Barman in tier 2 urges drinkers to ‘only go to the pub if they’re hungry’ after being forced to bin three untouched meals left by customers who just wanted beer
- Will Dalrymple shared a tweet showing three plates of food that had to be binned
- Pub-goers in tier 2 areas must order a ‘substantial’ meal in order to have a drink
- Will urged people to only go for drink if they’re hungry, branding waste ‘obscene’
- Do you have examples of food waste to share? Email [email protected]
A barman is urging drinkers to only go to the pub if they’re hungry after being forced to throw out plates of untouched food.
Will Dalrymple, from Sheffield, shared a photo of three wasted meals abandoned by customers who ‘only wanted two Morettis each’ on Twitter at the weekend.
Under the government’s latest three tier system of rules to protect against the spread of coronavirus, bars and pubs in tier 2 areas must close to the public unless they are operating as restaurants.
This means alcohol can only be served on the premises alongside a ‘substantial meal’.
Appalled Will shared a photo of three wasted meals abandoned by customers who ‘only wanted two Morettis each’ on Twitter at the weekend
Barman Will Dalrymple, from Sheffield, is urging drinkers to only go to the pub if they’re hungry after being forced to throw out plates of untouched food
Will explained that the sandwiches, side salads and bowls of chips had to go in the bin because the trio came in purely for beer.

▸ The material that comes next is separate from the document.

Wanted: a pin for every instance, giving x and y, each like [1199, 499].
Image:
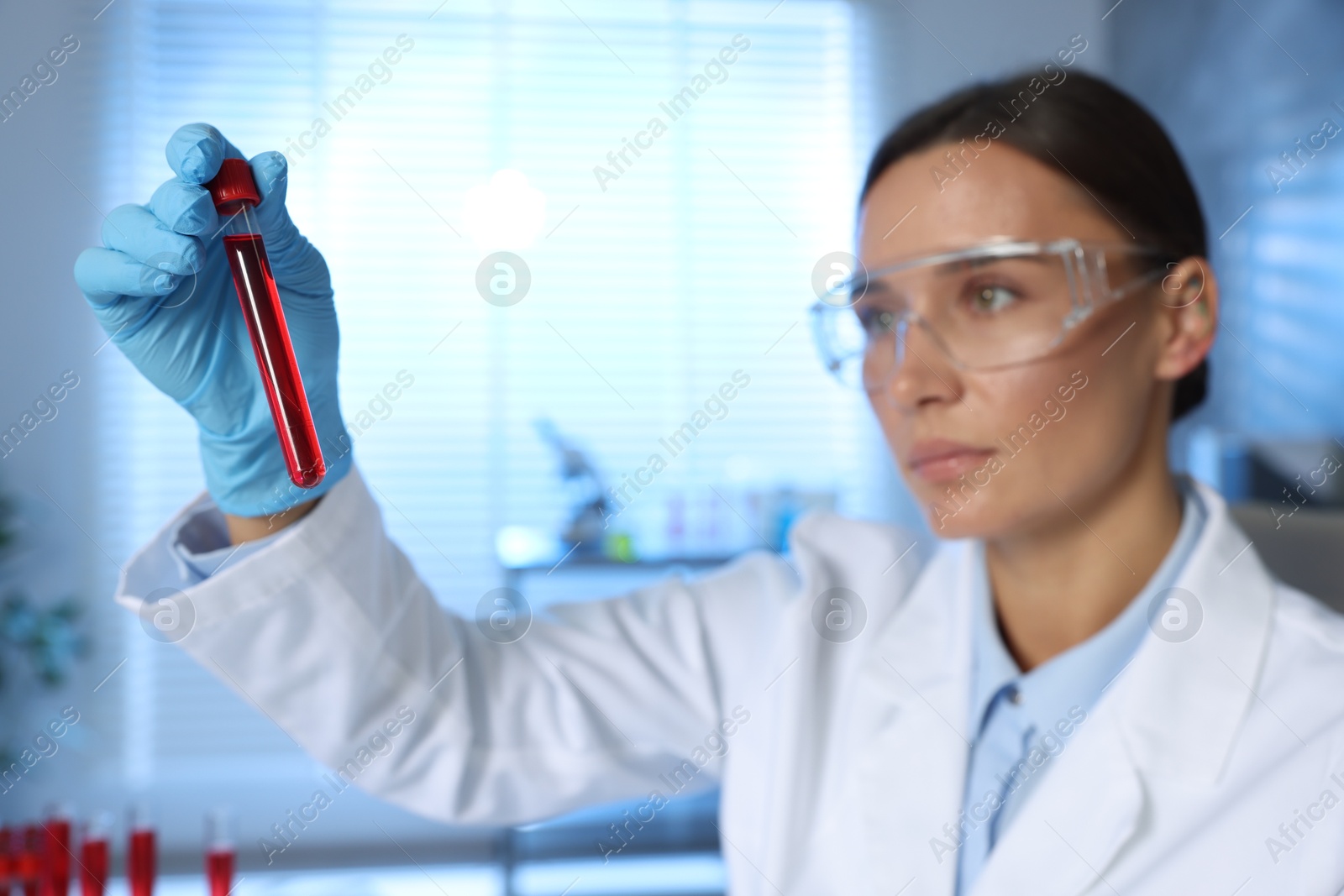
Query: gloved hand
[165, 293]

He added: ‘With everything in the news about people relying on food banks and free school meals, this is utterly obscene.’
In a series of tweets, he said: ‘If you’re desperate to go to/support a pub, go when you’re hungry.’
Acknowledging that the new rules are ‘confusing’, he went on: ‘Aside from the APPALLING food waste I’ve witnessed over the last two days (scraping whole meals, untouched, into the bin because the people who bought them fancied one pint before catching the train home).
‘You really should be actually eating in order to be able to enjoy alcoholic drinks.
In a series of tweets, Will said: ‘If you’re desperate to go to/support a pub, go when you’re hungry’
‘While I can sort of see the rationale behind the rules, they’re horribly vague and put bar staff in a difficult position. Each pub will interpret the rules differently. Accept it.’
The barman, who didn’t reveal the establishment where he works, also urged punters not to put pressure on staff to bend the rules – and to stay calm and reasonable when restrictions are enforced.
His tweet sparked dozens of comments, with a number suggesting Will’s pub package up the unwanted food and give it to a homeless charity.
However Will and other commentators explained this is not possible as the food is meant to be consumed on the premises and could be contaminated.
Will’s tweet sparked dozens of comments, with a number suggesting Will’s pub package up the unwanted food and give it to a homeless charity – however Will and other commentators explained this is not possible as the food is meant to be consumed on the premises and could be contaminated
What can you do in a pub in each tier?
- Tier 1 – Pubs are open for alcohol or food with people from different households allowed to sit together.
- Tier 2 – Pubs can only serve alcohol with a ‘substantial meal’. People from different households can only sit together outside, and must follow the ‘rule of six’. Those sitting inside the pub at the same table must be from the same household.
- Tier 3 – Pubs are closed for everything but takeaway.
Landlords accused the Government of providing ‘no clarity’ on the substantial meal rule.
A substantial meal is defined by the Government as a ‘full breakfast, main lunchtime or evening meal’ – with Communities Secretary Robert Jenrick claiming a pasty on its own doesn’t count, but when served with chips and salad it does, and environment secretary George Eustice suggesting a scotch egg is sufficient.
Toby Perkins, Labour MP for Chesterfield, said: ‘It’s not entirely clear if you had a sausage roll with a bowl of chips, would that be substantial? I’m not clear on that.’
Some pub owners have got creative to get around the new rules, with one adding boiling water to instant dishes and serving them as ‘substantial’ meals.
In response to people who were critical of his post, Will added: ‘Just to say, I completely understand people’s frustration at the rules and I’m as grateful for and welcoming to customers as I ever was.
‘However, hospitality workers have no choice but to enforce the rules.